À l'heure où les parlementaires étudient plusieurs propositions de loi visant à durcir le caractère répressif de la rétention administrative et à restreindre l’accès des personnes étrangères retenues à leurs droits, les associations intervenant dans les centres de rétention administrative (CRA) – Forum réfugiés, France terre d’asile, Groupe SOS Solidarités – Assfam, La Cimade et Solidarité Mayotte – publient collectivement leur rapport annuel. 40 ans après la création du premier CRA, elles y dressent le constat accablant d’une utilisation de plus en plus massive et disproportionnée de l’enfermement administratif, de situations individuelles dramatiques et de violations fréquentes des droits fondamentaux des personnes retenues.
Si le texte examiné au Sénat le 12 mai prochain visant à confier à l’OFII la mission d’assistance juridique dans les CRA était adopté, il porterait un coup grave à l’accès aux droits des personnes privées de liberté, à la transparence démocratique et à la place des acteurs de la société civile dans le contrôle des politiques publiques.
En 2024, plus de 40 000 personnes ont été enfermées dans les CRA de France hexagonale et d’Outre-mer.

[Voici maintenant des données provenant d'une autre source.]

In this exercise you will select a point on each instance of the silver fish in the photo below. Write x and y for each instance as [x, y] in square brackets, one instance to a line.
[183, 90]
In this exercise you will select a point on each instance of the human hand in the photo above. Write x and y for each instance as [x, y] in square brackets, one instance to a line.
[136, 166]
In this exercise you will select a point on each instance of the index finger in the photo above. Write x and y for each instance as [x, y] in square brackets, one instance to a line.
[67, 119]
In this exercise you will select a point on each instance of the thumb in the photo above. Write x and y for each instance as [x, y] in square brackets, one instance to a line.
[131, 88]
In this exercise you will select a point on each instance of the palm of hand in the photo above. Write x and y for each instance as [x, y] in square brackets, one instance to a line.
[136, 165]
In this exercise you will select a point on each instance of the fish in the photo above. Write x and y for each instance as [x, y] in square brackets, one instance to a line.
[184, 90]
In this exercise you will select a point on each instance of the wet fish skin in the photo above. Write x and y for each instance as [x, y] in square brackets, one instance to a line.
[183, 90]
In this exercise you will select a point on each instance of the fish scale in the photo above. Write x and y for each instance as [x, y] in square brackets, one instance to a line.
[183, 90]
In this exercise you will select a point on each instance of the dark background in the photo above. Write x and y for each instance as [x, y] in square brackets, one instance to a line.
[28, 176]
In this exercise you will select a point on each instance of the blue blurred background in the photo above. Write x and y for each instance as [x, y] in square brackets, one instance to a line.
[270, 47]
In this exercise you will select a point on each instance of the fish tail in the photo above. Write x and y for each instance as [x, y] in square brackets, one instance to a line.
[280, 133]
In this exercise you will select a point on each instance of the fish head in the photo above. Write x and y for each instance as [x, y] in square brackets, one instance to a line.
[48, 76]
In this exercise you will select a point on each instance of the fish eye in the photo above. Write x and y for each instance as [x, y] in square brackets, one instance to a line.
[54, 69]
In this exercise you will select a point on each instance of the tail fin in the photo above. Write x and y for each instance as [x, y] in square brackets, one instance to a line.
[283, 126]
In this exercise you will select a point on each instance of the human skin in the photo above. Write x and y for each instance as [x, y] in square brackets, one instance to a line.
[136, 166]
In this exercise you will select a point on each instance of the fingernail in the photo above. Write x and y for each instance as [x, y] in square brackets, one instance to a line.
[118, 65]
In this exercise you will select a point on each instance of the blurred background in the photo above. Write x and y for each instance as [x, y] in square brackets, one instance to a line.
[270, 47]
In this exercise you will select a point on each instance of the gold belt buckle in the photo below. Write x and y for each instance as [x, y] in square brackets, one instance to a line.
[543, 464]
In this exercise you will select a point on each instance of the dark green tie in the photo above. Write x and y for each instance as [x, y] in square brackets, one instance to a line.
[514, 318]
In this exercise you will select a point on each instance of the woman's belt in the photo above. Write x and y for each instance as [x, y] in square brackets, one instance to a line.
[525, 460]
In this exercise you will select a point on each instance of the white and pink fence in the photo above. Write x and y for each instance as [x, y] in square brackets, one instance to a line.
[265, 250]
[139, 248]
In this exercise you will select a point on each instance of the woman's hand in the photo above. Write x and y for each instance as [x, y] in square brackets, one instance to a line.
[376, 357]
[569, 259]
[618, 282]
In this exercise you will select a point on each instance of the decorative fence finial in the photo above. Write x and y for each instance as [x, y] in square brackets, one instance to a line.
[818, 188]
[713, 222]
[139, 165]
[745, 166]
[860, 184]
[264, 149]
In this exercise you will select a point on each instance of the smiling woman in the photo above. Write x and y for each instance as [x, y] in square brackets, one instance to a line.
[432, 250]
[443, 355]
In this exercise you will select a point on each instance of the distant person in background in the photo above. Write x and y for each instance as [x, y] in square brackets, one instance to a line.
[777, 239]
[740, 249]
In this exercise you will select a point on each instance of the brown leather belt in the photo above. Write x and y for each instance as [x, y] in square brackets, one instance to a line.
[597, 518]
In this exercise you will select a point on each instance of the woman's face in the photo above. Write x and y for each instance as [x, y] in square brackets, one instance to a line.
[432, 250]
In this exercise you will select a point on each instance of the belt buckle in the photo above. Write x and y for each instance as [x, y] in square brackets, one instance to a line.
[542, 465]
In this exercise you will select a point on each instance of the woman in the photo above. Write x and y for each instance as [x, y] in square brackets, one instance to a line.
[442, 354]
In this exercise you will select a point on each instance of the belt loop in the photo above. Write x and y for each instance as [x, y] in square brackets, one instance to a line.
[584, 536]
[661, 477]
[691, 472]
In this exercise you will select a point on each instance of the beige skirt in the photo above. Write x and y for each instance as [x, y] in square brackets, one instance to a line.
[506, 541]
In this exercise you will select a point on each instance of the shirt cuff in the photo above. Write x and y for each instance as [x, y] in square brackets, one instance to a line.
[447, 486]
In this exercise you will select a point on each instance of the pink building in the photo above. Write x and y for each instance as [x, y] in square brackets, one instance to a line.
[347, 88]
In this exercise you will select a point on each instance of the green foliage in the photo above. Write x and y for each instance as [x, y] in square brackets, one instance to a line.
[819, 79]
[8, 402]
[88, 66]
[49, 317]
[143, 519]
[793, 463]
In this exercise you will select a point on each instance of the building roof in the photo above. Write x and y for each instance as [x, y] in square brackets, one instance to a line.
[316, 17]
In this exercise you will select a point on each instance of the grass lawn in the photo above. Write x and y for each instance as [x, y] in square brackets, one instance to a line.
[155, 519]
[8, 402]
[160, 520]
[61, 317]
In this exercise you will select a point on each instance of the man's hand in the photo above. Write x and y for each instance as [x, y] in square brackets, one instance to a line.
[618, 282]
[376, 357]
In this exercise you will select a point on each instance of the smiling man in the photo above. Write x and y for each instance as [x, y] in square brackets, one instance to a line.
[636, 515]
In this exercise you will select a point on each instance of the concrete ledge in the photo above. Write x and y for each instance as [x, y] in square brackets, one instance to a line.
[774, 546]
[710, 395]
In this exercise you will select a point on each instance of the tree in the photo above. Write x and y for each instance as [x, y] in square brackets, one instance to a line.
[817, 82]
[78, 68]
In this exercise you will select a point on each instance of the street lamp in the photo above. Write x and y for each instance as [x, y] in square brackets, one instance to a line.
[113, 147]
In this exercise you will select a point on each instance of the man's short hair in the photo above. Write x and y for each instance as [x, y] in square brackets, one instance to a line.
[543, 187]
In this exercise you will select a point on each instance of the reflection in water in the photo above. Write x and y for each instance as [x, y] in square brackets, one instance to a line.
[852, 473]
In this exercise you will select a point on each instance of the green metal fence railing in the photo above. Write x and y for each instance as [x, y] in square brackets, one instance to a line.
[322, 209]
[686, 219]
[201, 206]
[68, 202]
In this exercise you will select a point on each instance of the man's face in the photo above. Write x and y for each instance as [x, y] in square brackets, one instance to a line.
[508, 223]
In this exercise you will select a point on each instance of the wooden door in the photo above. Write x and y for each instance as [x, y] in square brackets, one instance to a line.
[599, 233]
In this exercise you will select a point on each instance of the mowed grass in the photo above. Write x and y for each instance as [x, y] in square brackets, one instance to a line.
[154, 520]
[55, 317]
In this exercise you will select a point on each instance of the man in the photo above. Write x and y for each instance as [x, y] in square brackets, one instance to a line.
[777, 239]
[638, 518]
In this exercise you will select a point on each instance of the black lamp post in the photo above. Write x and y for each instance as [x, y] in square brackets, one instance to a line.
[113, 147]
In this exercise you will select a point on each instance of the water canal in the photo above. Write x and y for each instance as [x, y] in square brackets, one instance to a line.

A l’occasion du 40ème anniversaire de la rétention, ce rapport retrace son histoire, du scandale du hangar d’Arenc aux structures ultrasécuritaires des CRA d’Olivet et de Lyon 2. Il décrypte les principales évolutions observées ces quatre dernières décennies, où les réformes successives ont élargi le cadre de son utilisation, réduit les dispositions protectrices et laissé de plus en plus de place à la libre appréciation des préfectures et à l’arbitraire qui en découle.
La loi asile et immigration du 26 janvier 2024[1] a supprimé les protections contre l’éloignement dont bénéficiaient certaines personnes du fait, notamment, de leur état de santé ou de l’intensité de leurs liens familiaux sur le territoire français. Elle a sacralisé l’utilisation de la notion de « menace pour l’ordre public » comme critère central pour justifier les décisions de placement et de prolongation de la rétention, en dépit de son caractère flou et discrétionnaire. Les décisions administratives d’expulsion et de placement en rétention prennent ainsi de moins en moins en compte la situation individuelle des personnes concernées. Aussi, à rebours de nos constats répétés sur l’impact délétère de l’enfermement sur la santé physique et mentale, notamment des personnes les plus vulnérables, la durée moyenne de rétention n’a cessé d’augmenter, atteignant en 2024 près de 33 jours.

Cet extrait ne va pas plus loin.